By Jessica M. Karmasek | Mar 19, 2012


AUSTIN, Texas (Legal Newsline) - Texas Attorney General Greg Abbott filed a complaint in federal court Friday, challenging the Obama administration's decision to stop federal funding for a state women's health program.

Abbott's office said the administration decided it will no longer provide funding for the Texas Women's Health Program "solely" because state law prohibits taxpayer funds from going to organizations that perform or promote elective abortions.

The Texas Women's Health Program, or WHP, is a state program administered by the state Health and Human Services Commission, or HHSC. It provides family planning and related health care services for women who do not qualify for health care coverage under the ordinary Medicaid program.

More specifically, WHP, which was established by the state Legislature, provides services to women ages 18 to 44 with incomes at or below 185 percent of the federal poverty level.

The State of Texas pays 10 percent of the cost of the family planning services offered by the program, and 50 percent of the administrative costs. The federal government pays the remaining 90 and 50 percent shares.

"The Obama administration's decision interferes with Texas' successful efforts to promote women's health," Abbott said in a statement.
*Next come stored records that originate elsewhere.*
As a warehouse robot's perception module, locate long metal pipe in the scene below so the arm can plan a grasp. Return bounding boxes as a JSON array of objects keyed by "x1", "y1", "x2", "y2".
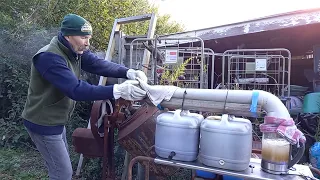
[{"x1": 160, "y1": 86, "x2": 290, "y2": 118}]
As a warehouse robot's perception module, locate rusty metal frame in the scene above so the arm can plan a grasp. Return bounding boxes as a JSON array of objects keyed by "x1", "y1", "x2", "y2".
[
  {"x1": 76, "y1": 13, "x2": 157, "y2": 175},
  {"x1": 128, "y1": 156, "x2": 154, "y2": 180}
]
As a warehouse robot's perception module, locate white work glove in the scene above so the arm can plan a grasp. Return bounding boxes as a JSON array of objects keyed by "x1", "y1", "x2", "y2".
[
  {"x1": 113, "y1": 80, "x2": 146, "y2": 101},
  {"x1": 127, "y1": 69, "x2": 148, "y2": 82}
]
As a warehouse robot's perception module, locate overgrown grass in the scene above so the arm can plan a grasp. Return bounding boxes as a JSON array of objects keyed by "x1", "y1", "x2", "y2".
[{"x1": 0, "y1": 148, "x2": 48, "y2": 180}]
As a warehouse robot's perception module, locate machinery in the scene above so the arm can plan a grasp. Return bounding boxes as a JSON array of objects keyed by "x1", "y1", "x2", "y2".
[{"x1": 73, "y1": 15, "x2": 316, "y2": 179}]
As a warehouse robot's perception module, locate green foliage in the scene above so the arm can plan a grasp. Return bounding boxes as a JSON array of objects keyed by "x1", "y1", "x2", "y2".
[
  {"x1": 0, "y1": 0, "x2": 183, "y2": 50},
  {"x1": 0, "y1": 59, "x2": 28, "y2": 146},
  {"x1": 0, "y1": 149, "x2": 48, "y2": 180}
]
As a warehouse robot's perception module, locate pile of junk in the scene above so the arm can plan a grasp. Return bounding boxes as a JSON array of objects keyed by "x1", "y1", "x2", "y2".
[
  {"x1": 72, "y1": 15, "x2": 320, "y2": 180},
  {"x1": 73, "y1": 82, "x2": 319, "y2": 180}
]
The attorney general, in his 17-page complaint filed in the U.S. District Court for the Western District of Texas, Waco Division, contends that by all accounts, the program has proven effective.

"By the end of 2010, 292,680 Texas women were enrolled in the Women's Health Program," he wrote. "HHSC estimated that between 2007 and 2009 Medicaid savings totaled $121 million. Of that, federal taxpayer savings totaled an estimated $63 million.

"By expanding family-planning services to low-income women who do not qualify for Medicaid, the Women's Health Program has saved state and federal taxpayers tens of millions of dollars annually in avoided Medicaid expenditures."

The attorney general said the lawsuit seeks to overturn the administration's "misguided" decision to shut down the program and reinstate the federal funding that previously supported the program.